[SERVER-35798] Writing an oplog entry for prepare should not push the lastApplied timestamp Created: 25/Jun/18  Updated: 29/Oct/23  Resolved: 07/Aug/18

Status: Closed
Project: Core Server
Component/s: Replication, Storage
Affects Version/s: None
Fix Version/s: 4.1.2

Type: Bug Priority: Major - P3
Reporter: Xiangyu Yao (Inactive) Assignee: Judah Schvimer
Resolution: Fixed Votes: 0
Labels: prepare_basic
Remaining Estimate: Not Specified
Time Spent: Not Specified
Original Estimate: Not Specified

Issue Links:
Depends
Duplicate
is duplicated by SERVER-35430 Abort a transaction if prepare fails Closed
Gantt Dependency
has to be done before SERVER-36023 Try to enable replica set transaction... Closed
Related
is related to SERVER-35821 readConcern:snapshot transactions nee... Closed
is related to SERVER-38499 Preparing transaction fails and trigg... Closed
Backwards Compatibility: Fully Compatible
Operating System: ALL
Steps To Reproduce:

commit: 8c5002b06fd737f75941a73785ce75e3ca7f5ce1
1. Put a 5 second sleep between (1) and (2) to increase the chance that another transaction starts in between.

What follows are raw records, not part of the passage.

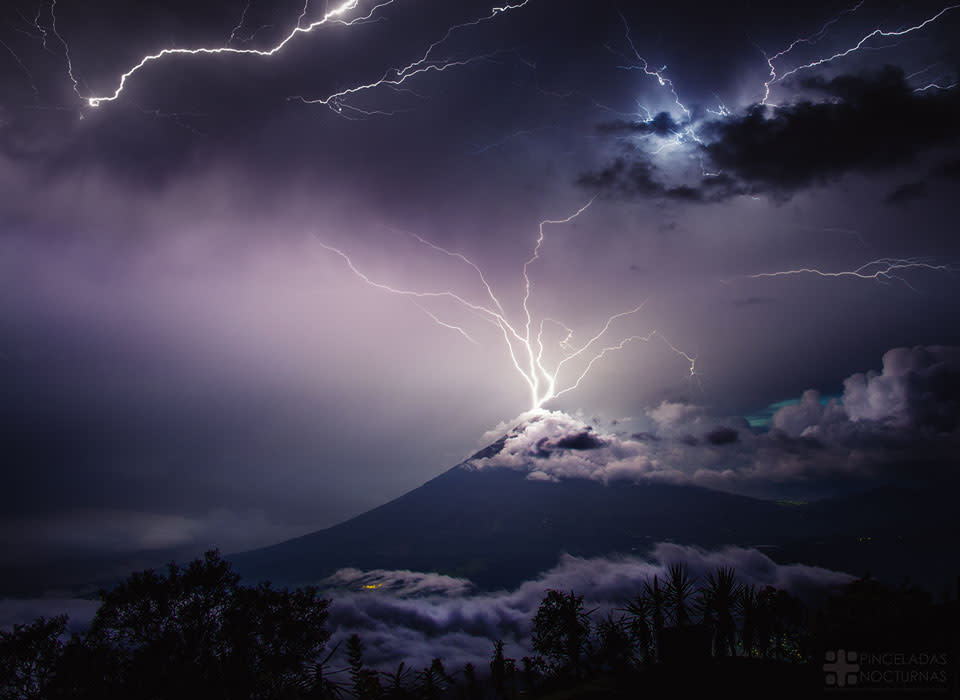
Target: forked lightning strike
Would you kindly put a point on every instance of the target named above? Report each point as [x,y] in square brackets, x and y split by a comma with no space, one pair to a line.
[330,17]
[392,78]
[881,270]
[396,77]
[846,52]
[810,40]
[525,350]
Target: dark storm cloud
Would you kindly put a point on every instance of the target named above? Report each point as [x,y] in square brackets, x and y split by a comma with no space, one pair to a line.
[850,123]
[636,177]
[581,441]
[663,125]
[900,424]
[417,626]
[949,169]
[722,436]
[860,123]
[907,192]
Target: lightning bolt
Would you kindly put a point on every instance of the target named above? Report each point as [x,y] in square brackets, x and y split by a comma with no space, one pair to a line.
[23,68]
[334,16]
[392,78]
[526,350]
[859,45]
[396,77]
[810,40]
[881,270]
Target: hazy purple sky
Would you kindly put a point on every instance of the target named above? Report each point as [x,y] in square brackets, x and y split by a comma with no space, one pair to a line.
[183,364]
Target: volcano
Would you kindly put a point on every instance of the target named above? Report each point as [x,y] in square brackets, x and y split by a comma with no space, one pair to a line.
[498,527]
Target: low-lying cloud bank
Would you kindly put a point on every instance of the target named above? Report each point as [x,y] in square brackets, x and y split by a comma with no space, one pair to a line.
[415,617]
[901,423]
[398,622]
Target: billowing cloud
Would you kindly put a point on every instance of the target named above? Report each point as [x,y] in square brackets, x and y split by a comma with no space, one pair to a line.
[835,128]
[415,627]
[911,407]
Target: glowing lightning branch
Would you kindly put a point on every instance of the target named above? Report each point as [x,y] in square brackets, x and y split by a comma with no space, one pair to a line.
[881,270]
[396,77]
[525,351]
[812,39]
[334,16]
[860,44]
[392,78]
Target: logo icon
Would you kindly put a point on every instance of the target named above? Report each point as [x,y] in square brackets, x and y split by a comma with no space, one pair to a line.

      opObserver->onTransactionPrepare(opCtx);                                    
      lk.lock();                                                                  
      _checkIsActiveTransaction(lk, *opCtx->getTxnNumber(), true);                
      invariant(_txnState == MultiDocumentTransactionState::kPrepared);           
+     sleep(5);                                                                   
                                                                                  
      opCtx->getWriteUnitOfWork()->prepare(); 
 

2. repro.js:

const session = db.getMongo().startSession({causalConsistency: false});            
const sessionDB = session.getDatabase('test');                                     
sessionDB.a.insert({x: 1});                                                        
session.startTransaction({readConcern: {level: "snapshot"}});                      
assert.commandWorked(sessionDB.runCommand({                                        
    update: 'a',                                                                   
    updates: [{q: {x: 1}, u: {$inc: {x: 1}}}],                                     
}));                                                                               
                                                                                   
let awaitShell = startParallelShell(function() {                                   
    const session = db.getMongo().startSession({causalConsistency: false});        
    const sessionDB = session.getDatabase('test');                                 
    while (1) {                                                                    
        session.startTransaction({readConcern: {level: "snapshot"}});              
        sessionDB.a.find().toArray();                                              
        session.abortTransaction();                                                
    }                                                                              
});                                                                                
                                                                                   
assert.commandWorked(sessionDB.adminCommand({prepareTransaction: 1}));             
session.abortTransaction();                                                        
                                                                                   
awaitShell(); 

Sprint: Repl 2018-07-16, Repl 2018-07-30, Repl 2018-08-13
Participants:
Linked BF Score: 70

 Description   

Our current prepareTransaction() logic might need some changes: currently, (1) we first log the prepare and get a timestamp T. And then (2) use this timestamp T to set the prepare timestamp in WiredTiger. Since (1) pushes the lastApplied timestamp to T and another transaction could start between (1) and (2), with lastApplied T as the read timestamp, it breaks the rule that prepare timestamp should be greater than any active read timestamp.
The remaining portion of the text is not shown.